The latest reserve requirement ratio move would take approximately NT$120 billion (US$3.71 billion) out of the market, starting next month, to help prevent an overconcentration of real-estate loans and ensure financial market stability, Yang said.
Photo: CNA
The bank’s rediscount rate remained at 2 percent, while the secured lending and unsecured lending rates stood at 2.375 percent and 4.25 percent respectively.
The renewed selective credit controls and reserve requirements followed house loans and home prices advancing rapidly after the government in August last year introduced interest subsidies and other favorable lending terms for first-home purchases.
The Ministry of Finance, which is responsible for the stimulus program with help from state-run banks, is to conduct a review and close loopholes of the program to prevent its abuse, the governor said.
While the central bank pays close attention to house prices, it would not necessarily take action to curb house price hikes, if they stem from improving economic fundamentals, Yang said.

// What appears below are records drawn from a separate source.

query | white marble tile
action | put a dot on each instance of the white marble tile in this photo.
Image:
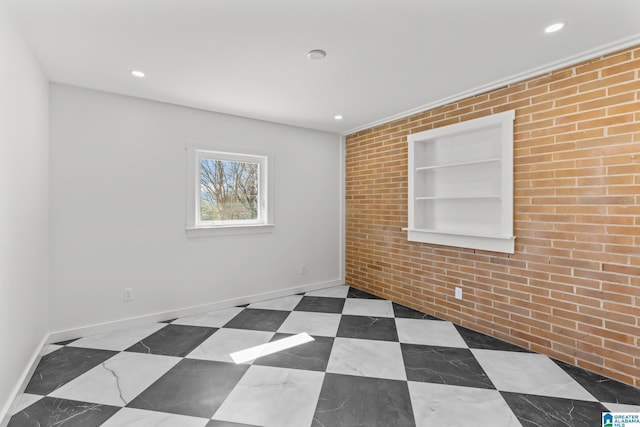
(456, 406)
(118, 380)
(268, 396)
(212, 319)
(51, 348)
(25, 400)
(117, 340)
(529, 373)
(429, 332)
(323, 324)
(226, 341)
(340, 291)
(367, 358)
(130, 417)
(619, 407)
(368, 307)
(287, 303)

Taiwan has gained importance on the world stage for supplying electronics used in smartphones and artificial intelligence applications, a megatrend that is prompting local firms to build new plants and pushing up house prices near the plants, the governor said.
Yang said he is not particularly worried about house price increases that have the backing of economic fundamentals.
What matters for the central bank is whether house price hikes would threaten the nation’s financial market stability and whether there is an overconcentration of real-estate loans, he added.
Stress tests show local lenders could withstand shocks when interest rates climb to 3 percent and house prices plunge 40 percent, Yang said.
The central bank left interest rates intact, because inflationary pressure has been subdued and a negative output gap lingers, he said.
The central bank raised its forecast for GDP growth this year to 3.77 percent, up from the 3.22 percent it predicted in March.
The central bank is expecting a milder 2.12 percent increase in the consumer price index (CPI) for this year, down from 2.16 percent previously.
Core CPI would ease to 2 percent, lower than the headline CPI, in a rare phenomenon, the governor said.
A long-term cautious financial planning for prospective first-home buyers is necessary, Yang said.
The interest subsidies would last only three years and grace periods five years, he added.